De lá para cá eu tento dominar meus acessos de raiva. Já aprendi que, se eu sair batendo em tudo, o mais prejudicado serei eu e meu corpo. Então, graças à novas compreensões e aprendizados, especialmente vindos das Escrituras, eu levo uma vida relativamente tranquila no campo emocional.

Mas sei que as cicatrizes permanecerão comigo. Há  algumas delas não visíveis que são fruto da experiência em lidar com outras portas que foram abertas abruptamente e que jogaram na minha cara papéis, informações, novidades, sugestões e coisas que eu nem sabia da existência. 

Acredito que a gente perde o controle mais pela quantidade de pressões que caem à nossa frente todos os dias do que por alguma falha interna de temperamento.

Não conheço ninguém que tenha tanto controle assim o tempo todo. Me lembro da charge que vi, onde um monge, rodeado de outros perde a paciência com uma impressora que não funciona e começa a xinga-la pela teimosia. Vem o chefe dos monges e dá uma lição sobre temperança, autocontrole, domínio de si, paz. Ele responde: ‘é muito fácil resolver esse problema’. 

Meia hora depois, diante de uma impressora que não se dobra nem ao mestre da serenidade, ele, com um machado na mão desfere um golpe certeiro na máquina, enquanto grita: ‘Morra, filha do demônio’...

Pois é, manter o controle é o desafio de cada dia.
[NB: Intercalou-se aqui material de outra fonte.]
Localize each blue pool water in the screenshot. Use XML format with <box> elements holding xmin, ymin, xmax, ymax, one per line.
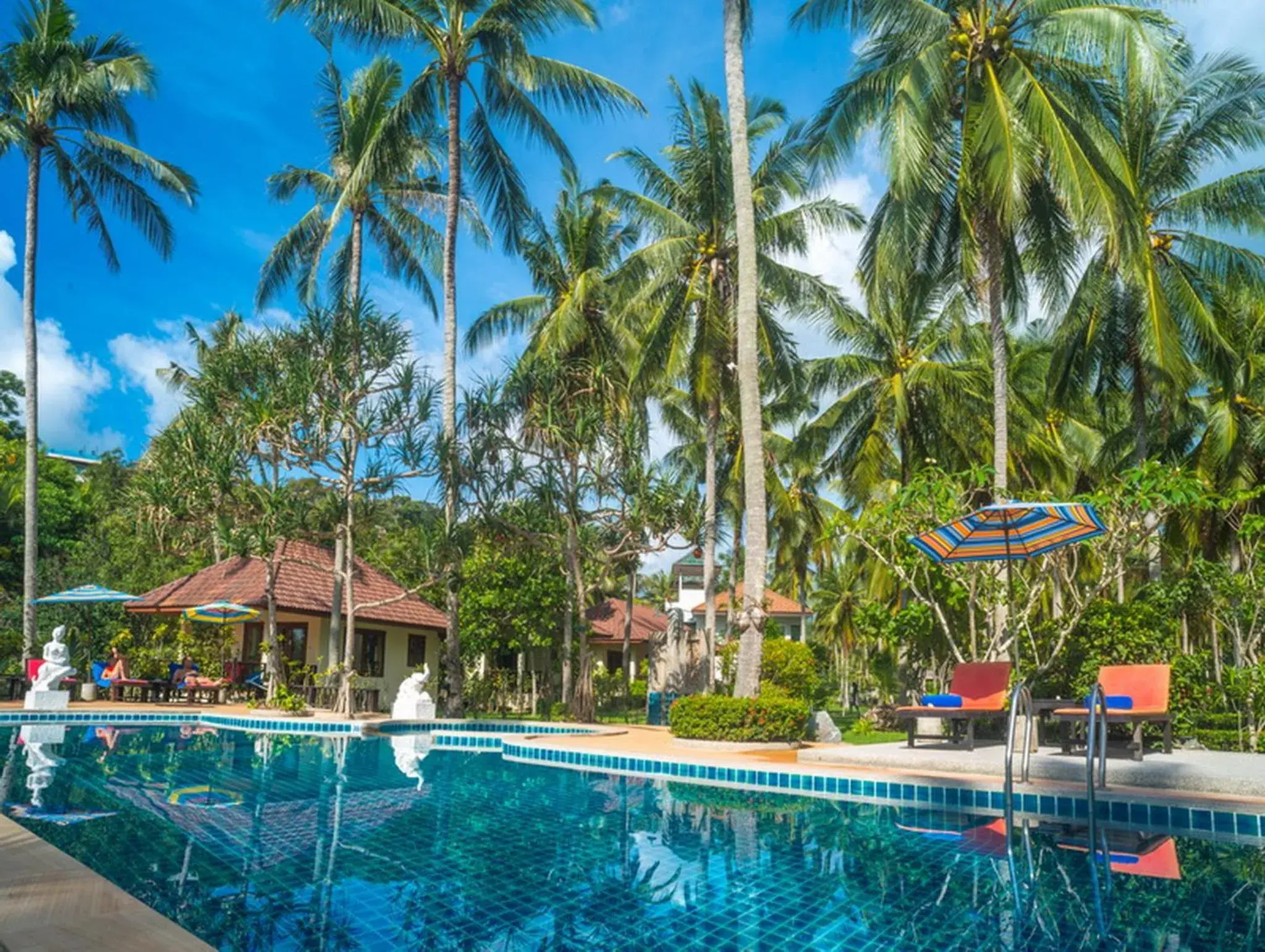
<box><xmin>0</xmin><ymin>725</ymin><xmax>1265</xmax><ymax>951</ymax></box>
Nem sempre dá certo e daí sobram as cicatrizes. Mas elas também são úteis. Hoje eu olho para as minhas e agradeço a Deus porque elas me fizeram ser quem sou. 

Não jogo na lata de lixo o que me aconteceu porque esse legado é único e somente eu o vivi, trabalhei com ele e o transformei em voto de superação e crescimento.

Leio na Biblia que ‘todas as coisas são usadas por Deus para o bem daqueles que o amam’. Então, o que entendi é que o ponto sobre a cicatriz foi a cura. Hoje ela me recorda que a mão amorosa de Deus me costurou quando eu estava rasgado e sangrando.

 Eu sobrevivi aos golpes que dei, e que me feriram. Se estou costurado em varias partes, por dentro e por fora, isso é salvação. Deus não me deixou agonizando, mas no meio das feridas, como cirurgião hábil, garantiu o meu presente e meu futuro.


Não amaldiçoo mais aquele armário. Ele estava lá como a primeira lição da escola da vida.